Let $U$ be a bounded subset of $\mathbb{R}^n$. Let $p>n$. Let $W^{2,1}(U_T)$ be the Banach space of functions $u:U\times[0,T]\rightarrow\mathbb{R}$ with the norm $\|u\|_{W^{2,1}(U_T)}=\sum_{2s+|\kappa|\leq 2}\|\partial_tD^\kappa_xu\|_{L^p(U_T)}$.

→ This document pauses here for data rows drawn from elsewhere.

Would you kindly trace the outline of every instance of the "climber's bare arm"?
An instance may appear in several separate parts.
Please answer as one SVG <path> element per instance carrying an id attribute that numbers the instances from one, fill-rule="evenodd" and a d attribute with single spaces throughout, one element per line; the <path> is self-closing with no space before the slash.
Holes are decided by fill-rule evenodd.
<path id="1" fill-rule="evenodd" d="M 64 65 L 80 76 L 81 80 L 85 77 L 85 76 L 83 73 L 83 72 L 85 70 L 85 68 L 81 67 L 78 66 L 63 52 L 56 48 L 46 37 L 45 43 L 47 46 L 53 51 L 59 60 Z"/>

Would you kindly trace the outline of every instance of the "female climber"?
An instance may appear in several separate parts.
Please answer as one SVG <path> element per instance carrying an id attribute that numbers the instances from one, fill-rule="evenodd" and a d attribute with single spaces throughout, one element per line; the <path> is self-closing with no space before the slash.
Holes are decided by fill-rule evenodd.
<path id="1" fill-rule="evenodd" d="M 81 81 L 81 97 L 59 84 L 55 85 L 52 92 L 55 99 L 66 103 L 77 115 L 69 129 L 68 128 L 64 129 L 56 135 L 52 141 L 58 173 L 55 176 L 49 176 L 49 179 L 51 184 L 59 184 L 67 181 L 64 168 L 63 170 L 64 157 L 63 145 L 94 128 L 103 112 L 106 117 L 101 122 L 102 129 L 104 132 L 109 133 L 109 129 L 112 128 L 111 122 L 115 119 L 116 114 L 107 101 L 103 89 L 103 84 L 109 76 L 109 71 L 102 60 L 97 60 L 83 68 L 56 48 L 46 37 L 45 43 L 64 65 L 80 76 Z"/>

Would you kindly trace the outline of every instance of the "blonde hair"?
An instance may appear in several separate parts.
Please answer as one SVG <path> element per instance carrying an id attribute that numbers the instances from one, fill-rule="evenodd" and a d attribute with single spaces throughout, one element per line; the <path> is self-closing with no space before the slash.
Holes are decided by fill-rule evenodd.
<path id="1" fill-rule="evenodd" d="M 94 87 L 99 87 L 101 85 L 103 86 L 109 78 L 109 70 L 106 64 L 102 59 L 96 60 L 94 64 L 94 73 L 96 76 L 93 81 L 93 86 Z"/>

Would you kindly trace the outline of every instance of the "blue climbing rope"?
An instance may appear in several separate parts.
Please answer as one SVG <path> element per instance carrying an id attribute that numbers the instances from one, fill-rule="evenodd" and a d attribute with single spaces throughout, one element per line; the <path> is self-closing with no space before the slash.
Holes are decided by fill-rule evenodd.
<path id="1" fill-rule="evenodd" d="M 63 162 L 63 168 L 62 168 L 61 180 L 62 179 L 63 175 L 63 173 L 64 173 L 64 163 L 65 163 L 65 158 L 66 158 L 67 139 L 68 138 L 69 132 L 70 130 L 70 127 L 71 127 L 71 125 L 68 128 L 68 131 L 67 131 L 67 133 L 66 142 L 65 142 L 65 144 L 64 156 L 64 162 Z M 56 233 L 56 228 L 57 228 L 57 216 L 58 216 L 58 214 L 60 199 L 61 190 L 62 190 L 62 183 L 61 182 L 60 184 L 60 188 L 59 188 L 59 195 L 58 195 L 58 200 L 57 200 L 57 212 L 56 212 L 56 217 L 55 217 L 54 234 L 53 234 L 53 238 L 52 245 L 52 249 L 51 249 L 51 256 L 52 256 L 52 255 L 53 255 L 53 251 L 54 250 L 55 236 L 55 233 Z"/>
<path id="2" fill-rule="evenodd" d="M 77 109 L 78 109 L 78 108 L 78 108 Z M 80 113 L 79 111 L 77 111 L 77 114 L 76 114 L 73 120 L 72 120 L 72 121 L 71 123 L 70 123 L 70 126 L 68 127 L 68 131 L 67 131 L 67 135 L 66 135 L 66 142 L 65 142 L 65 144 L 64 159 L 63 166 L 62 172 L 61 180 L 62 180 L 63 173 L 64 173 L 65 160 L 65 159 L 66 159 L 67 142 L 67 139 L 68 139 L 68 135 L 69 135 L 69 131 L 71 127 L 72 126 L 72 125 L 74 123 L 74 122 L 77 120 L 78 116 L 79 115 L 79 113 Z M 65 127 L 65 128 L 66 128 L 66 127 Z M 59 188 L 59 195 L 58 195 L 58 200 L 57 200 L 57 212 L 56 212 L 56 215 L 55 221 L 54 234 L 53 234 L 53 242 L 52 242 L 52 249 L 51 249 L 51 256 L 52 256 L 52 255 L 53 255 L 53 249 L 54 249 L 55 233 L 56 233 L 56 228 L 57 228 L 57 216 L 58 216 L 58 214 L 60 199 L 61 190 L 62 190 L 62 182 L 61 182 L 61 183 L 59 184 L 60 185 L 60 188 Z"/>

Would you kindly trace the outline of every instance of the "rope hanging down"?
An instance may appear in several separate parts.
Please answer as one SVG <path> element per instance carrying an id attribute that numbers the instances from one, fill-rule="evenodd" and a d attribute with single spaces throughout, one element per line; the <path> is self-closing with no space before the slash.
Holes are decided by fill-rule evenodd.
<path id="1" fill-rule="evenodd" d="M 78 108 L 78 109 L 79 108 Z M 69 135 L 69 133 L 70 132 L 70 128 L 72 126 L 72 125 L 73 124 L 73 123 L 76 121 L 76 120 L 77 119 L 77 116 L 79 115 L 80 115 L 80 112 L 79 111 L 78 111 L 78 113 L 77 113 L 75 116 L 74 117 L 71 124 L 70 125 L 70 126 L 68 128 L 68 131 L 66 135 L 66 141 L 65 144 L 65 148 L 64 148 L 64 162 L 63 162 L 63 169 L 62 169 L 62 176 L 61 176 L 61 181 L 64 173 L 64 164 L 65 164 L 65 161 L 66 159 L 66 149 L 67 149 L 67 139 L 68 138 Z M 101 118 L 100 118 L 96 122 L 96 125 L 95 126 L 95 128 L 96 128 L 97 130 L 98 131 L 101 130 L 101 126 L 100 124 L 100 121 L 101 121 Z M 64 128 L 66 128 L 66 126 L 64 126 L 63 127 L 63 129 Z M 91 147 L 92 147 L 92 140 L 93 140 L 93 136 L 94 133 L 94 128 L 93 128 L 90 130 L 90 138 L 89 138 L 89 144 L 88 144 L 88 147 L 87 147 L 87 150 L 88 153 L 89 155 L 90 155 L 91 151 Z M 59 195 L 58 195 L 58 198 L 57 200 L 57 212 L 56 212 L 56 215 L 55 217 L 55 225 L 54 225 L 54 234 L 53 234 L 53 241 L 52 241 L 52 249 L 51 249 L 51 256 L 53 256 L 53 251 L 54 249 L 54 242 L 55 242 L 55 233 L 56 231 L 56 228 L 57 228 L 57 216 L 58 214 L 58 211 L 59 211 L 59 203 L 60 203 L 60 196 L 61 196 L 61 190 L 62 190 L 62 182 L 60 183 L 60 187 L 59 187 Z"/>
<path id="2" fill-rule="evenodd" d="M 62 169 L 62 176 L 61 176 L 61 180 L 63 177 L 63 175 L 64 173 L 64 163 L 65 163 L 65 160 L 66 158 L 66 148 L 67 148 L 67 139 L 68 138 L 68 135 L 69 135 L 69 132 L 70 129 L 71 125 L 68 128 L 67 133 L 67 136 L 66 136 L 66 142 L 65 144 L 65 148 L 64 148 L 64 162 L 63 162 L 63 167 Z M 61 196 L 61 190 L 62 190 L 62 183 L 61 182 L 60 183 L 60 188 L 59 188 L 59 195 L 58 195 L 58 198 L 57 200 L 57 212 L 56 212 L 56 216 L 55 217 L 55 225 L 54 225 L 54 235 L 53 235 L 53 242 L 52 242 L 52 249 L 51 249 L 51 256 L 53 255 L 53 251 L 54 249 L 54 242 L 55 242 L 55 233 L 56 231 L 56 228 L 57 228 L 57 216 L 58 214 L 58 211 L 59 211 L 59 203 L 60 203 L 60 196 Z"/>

For a continuous function $u:U_T\rightarrow\mathbb{R}$ and $0<\alpha<1$. Define $$\langle u\rangle_{C^{\alpha,\alpha/2}(U_T)} = \sup_{x\not=y,t}\frac{|u(x,t)-u(y,t)|}{|x-y|^\alpha} + \sup_{x,t\not=s}\frac{|u(x,t)-u(x,s)|}{|t-s|^{\alpha/2}}.$$

Are there constants $C>0$, $T_0$ and $\delta>0$ such that $\langle u\rangle_{C^{\alpha,\alpha/2}(U_{T_0})} \leq CT_0^\delta\|u\|_{W^{2,1}_p(U_{T_0})}$ for all $u\in W^{2,1}_p(U_{T_0})$?